You too can sign up to pledge a percentage of the cash gifts you receive towards a social cause. “There has been a paradigm shift in how individuals want to contribute to a cause,” said Anuradha Parekh, co-founder of The Better India, a website that highlights social work. “They are willing to go the extra mile by engaging in activities to raise money to get a sense of having made a difference,” she added.
“I started this system of gifting after I realised that most birthday gifts remain unused and that the money can be put to better use,” said Lakyntina Lakshmanan from Chennai.
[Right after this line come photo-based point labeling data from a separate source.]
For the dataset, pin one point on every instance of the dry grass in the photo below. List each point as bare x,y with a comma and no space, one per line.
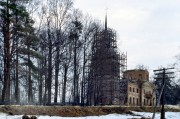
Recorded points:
70,111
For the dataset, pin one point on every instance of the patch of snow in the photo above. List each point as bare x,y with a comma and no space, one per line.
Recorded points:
169,115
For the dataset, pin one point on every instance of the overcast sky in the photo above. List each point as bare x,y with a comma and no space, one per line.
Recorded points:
149,30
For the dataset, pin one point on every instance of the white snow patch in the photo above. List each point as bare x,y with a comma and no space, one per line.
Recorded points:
169,115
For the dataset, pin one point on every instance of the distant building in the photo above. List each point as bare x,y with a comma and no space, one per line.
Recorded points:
107,85
138,91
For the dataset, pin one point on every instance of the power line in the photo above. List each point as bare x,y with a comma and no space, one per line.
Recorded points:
164,73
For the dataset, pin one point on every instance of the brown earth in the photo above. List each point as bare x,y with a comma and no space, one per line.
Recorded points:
72,111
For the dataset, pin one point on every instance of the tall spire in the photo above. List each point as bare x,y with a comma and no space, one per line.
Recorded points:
106,20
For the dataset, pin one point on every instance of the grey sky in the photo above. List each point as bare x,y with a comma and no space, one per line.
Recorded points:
149,30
The initiative, which was started last year, has seen 130 registrations so far.
Deepak’s family is not the only one taking the path less trodden to help raise funds for not-for-profit organisations. Somasekhar Sundaresan, 39, a city-based lawyer, will scale Mount Kun, the second highest peak of the Himalayan Range, next month to raise money for Yuva, that works with the urban poor.
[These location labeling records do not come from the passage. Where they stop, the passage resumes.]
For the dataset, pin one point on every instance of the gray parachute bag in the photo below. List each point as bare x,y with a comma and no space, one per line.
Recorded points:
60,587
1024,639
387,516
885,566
Sundaresan signed up with Oxfam India for the expedition and is hoping to raise more than the Rs16 lakh that he had raised from his trek to Sudarshan Parbat last year. “I am an ardent mountaineer and am happy that I can raise money from it,” said Sundaresan, who was inspired by Ian Botham, a former cricketer who raises money through similar activities.
Pervez Parakh, 71, has also merged passion with charity. The retired doctor from Worli uses his “Saigal-like” voice to charm friends, relatives and neighbours to raise money for not-for-profit organisations. “For the last few years, I have been recording popular songs and distributing the CDs to people asking them to contribute for a cause,” said Parakh.
In 2010, Parakh raised Rs 1 lakh for Child Rights and You (CRY). In February, a four-member team from the US Consulate, Mumbai, raised Rs 25 lakh at Oxfam India’s Trailwalker event by walking 100km in 31 hours. “While it was physically challenging, it was a good feeling to contribute for a cause,” said Roland Minez, vice consul, US Consulate.